Не знаю, спал ли я. Боль поднимается медленно, тупо и кончает ударом рапиры. Руки Лоры по-прежнему обнимают меня, а губы дышат рядом с моими. Я тихонько высвобождаюсь, и она бормочет мое имя, будто я все еще тот человек. Шулер встает в ночи и идет крапить свои карты. Я наполняю биде и принимаю холодную сидячую ванну. Трийяк был прав: становится легче. Нет ничего хуже для простаты и семенных протоков, чем затянутая эрекция без эякуляции и опорожнения желез. Затор крови в сосудах ужасен. Мне почти никогда не удается эякулировать во второй раз, а часто даже и в первый. И наоборот, затягивать могу хоть бесконечно: в сущности, идеальный любовник. «О ты! ты! ты!» Возьмите крепкого шестидесятилетнего мужчину, который больше не способен кончить, и можете быть уверены, что он удовлетворит вас. «Этот Жак Ренье… Похоже, он еще большой бабник..» Я сижу в холодном биде довольно долго, время от времени обновляя воду. Рапирные удары под яйцами смягчаются и стихают. Но остается каменная тяжесть между задним проходом и основанием члена. Я не смотрел на часы, но Лора в этот раз задержалась, и все это длилось, наверное, минут двадцать. Если бы только мне удалось спустить, это ослабило бы приток крови. Нажимаю на окончание уретры: никаких кровяных выделений. Но кожа члена сильно раздражена трением. Вот, опять начинается. Это чертовски больно, где-то в глубине заднего прохода, ближе к паху, с левой стороны. Моей механике здорово досталось. Объем выделений уже не тот, что раньше, количество простатической жидкости уменьшилось, смазки не хватает, все работает всухую. Зря я выбросил рецепт, который дал мне Трийяк. Завтра утром позвоню своему камердинеру, чтобы отыскал его в корзине и сходил в аптеку. Я должен быть во всеоружии.

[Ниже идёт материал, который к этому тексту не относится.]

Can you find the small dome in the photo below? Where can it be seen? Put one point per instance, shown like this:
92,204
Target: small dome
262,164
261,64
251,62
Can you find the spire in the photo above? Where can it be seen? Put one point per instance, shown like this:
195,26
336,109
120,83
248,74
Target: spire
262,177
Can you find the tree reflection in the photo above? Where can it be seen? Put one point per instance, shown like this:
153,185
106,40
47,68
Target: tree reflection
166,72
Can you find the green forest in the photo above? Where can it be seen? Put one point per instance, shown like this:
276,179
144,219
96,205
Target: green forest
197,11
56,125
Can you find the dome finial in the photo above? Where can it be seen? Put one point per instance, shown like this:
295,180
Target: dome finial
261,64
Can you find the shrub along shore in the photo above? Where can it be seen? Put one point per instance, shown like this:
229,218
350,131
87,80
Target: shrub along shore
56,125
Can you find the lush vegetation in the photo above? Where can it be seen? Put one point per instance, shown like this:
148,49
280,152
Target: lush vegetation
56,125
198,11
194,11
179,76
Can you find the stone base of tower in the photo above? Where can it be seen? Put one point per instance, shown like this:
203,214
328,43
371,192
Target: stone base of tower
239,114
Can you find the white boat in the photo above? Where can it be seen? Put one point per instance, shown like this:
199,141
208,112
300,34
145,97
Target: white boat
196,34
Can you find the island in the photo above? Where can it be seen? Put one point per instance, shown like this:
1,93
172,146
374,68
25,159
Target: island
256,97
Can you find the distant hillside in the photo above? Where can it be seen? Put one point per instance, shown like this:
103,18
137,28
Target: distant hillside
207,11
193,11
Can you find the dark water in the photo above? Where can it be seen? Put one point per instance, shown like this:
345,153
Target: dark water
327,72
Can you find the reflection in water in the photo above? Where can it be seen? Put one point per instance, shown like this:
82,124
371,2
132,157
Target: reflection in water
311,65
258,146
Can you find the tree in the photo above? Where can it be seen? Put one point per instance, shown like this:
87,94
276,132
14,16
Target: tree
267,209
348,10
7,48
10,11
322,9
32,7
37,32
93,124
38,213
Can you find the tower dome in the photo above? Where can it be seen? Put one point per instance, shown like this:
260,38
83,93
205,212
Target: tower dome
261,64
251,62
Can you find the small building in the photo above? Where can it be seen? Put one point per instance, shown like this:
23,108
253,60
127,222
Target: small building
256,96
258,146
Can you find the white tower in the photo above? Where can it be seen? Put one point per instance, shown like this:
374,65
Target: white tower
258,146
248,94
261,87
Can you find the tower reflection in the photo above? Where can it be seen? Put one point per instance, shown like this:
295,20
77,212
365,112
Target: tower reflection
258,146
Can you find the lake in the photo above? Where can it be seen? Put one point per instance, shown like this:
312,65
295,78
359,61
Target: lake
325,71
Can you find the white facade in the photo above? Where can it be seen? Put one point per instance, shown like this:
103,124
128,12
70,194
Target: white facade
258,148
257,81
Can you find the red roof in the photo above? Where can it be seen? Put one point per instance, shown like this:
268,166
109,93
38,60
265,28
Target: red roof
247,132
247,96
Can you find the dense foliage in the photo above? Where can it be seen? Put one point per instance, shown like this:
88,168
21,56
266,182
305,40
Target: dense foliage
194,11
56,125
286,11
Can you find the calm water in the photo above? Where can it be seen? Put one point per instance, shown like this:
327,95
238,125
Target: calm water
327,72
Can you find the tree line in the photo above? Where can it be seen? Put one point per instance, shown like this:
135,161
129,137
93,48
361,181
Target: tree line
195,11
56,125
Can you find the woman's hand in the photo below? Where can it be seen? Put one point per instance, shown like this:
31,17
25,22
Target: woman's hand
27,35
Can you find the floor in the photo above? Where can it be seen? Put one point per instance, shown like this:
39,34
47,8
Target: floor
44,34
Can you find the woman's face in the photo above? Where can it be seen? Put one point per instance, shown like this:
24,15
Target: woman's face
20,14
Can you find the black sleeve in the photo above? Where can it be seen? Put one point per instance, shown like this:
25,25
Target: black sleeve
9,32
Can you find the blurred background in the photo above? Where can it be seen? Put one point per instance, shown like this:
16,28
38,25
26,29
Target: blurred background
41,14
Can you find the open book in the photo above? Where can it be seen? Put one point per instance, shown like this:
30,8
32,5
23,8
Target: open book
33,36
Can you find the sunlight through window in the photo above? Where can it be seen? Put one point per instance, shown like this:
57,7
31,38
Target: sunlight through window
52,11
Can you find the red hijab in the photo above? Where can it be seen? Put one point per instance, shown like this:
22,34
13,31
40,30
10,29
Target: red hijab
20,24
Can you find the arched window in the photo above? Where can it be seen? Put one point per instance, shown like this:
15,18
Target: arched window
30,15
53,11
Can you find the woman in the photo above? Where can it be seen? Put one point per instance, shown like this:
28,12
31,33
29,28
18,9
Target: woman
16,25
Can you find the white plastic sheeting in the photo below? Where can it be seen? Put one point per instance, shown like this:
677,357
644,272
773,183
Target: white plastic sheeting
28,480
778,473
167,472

Я встаю, вытираюсь, и, похоже, меня разбирает что-то вроде смеха.
Глава VI
— Хотела тебя спросить…
И я улыбнулся. Должно быть, в каком-то укромном уголке моей психики упрятано славное, хорошо налаженное дельце: заводик по изготовлению иронических улыбок, который достаточно снабжать расстройством или тревогой, ощущениями слабости или провала, чтобы он выдавал конечный продукт превосходного качества. Однажды мой камердинер, Морис, который ничего не прощает пыли, снимет осторожненько мою улыбку, обмахнет ее метелкой и положит на полочку в ванной среди прочих гигиенических средств.
Лора сидит у окна в голубом пеньюаре, закинув голые ноги на подлокотник кресла, и перечитывает «Сто лет одиночества» Гарсиа Маркеса. Она поднимает ко мне грустный взгляд:
— Теперь я знаю, как родились великие популярные мифы. Они родились из отсутствия жизни и убожества. У их авторов не было никакой силы, вот они и перевернули все вверх дном, прячась за собственным воображением, потому что ничего Другого у них не было… Ты говорил с сыном?
— Да. Мы вчера вместе обедали…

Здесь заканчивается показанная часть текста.